Des chercheurs viennent de franchir une étape clé dans la compréhension et le traitement du glaucome, une maladie oculaire pouvant entraîner la cécité. Leur étude, publiée dans PNAS Nexus, met en lumière une approche innovante basée sur l’utilisation d’anticorps pour éliminer les agrégats toxiques d’une protéine appelée myociline, impliquée dans le développement de la maladie.
La myociline est une protéine présente dans l’œil et impliquée dans la régulation de la pression intraoculaire. Toutefois, certaines mutations affectant son domaine olfactomedin (OLF) entraînent son agrégation dans le réticulum endoplasmique (RE) des cellules du trabéculum. Ce phénomène provoque un stress cellulaire et une augmentation de la pression intraoculaire, des facteurs majeurs du glaucome. Jusqu’à présent, aucune thérapie ne permettait d’éliminer ces agrégats de manière ciblée.
Les chercheurs ont mis au point deux anticorps recombinants spécifiquement conçus pour cibler la myociline mutée. Le premier reconnaît une séquence linéaire précise de la protéine, tandis que le second se lie à sa structure correctement repliée et empêche son agrégation. En favorisant la dégradation des agrégats par le système autophagique-lysosomal, ces anticorps réduisent ainsi le stress du réticulum endoplasmique et les dommages cellulaires associés.

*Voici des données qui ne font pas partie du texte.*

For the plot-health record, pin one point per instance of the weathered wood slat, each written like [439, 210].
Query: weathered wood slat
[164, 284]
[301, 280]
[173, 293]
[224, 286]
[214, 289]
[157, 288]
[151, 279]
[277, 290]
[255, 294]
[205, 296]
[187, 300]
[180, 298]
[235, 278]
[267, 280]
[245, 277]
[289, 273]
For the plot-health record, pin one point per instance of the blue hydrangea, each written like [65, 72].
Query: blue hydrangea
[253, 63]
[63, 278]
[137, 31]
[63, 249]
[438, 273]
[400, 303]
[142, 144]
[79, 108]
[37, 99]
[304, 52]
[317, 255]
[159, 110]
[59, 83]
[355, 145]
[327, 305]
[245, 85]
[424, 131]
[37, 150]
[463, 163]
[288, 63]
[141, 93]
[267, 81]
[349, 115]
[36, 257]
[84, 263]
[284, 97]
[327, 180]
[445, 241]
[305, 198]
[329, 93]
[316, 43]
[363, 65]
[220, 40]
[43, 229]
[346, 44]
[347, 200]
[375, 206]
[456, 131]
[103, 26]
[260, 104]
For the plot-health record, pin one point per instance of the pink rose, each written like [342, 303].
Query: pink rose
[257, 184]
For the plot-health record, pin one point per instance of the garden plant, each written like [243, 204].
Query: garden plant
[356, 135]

Cette avancée ouvre la voie à une nouvelle approche thérapeutique pour le glaucome d’origine génétique, en ciblant directement les mécanismes moléculaires responsables de la maladie. Plus largement, ces travaux suggèrent que l’activation de la dégradation lysosomale pourrait être une stratégie prometteuse pour d’autres pathologies impliquant des agrégats protéiques, notamment certaines maladies neurodégénératives.
Si ces résultats se confirment à travers des études cliniques, ils pourraient révolutionner la prise en charge du glaucome et offrir une alternative aux traitements actuels, souvent limités à la gestion des symptômes sans agir sur la cause sous-jacente de la maladie.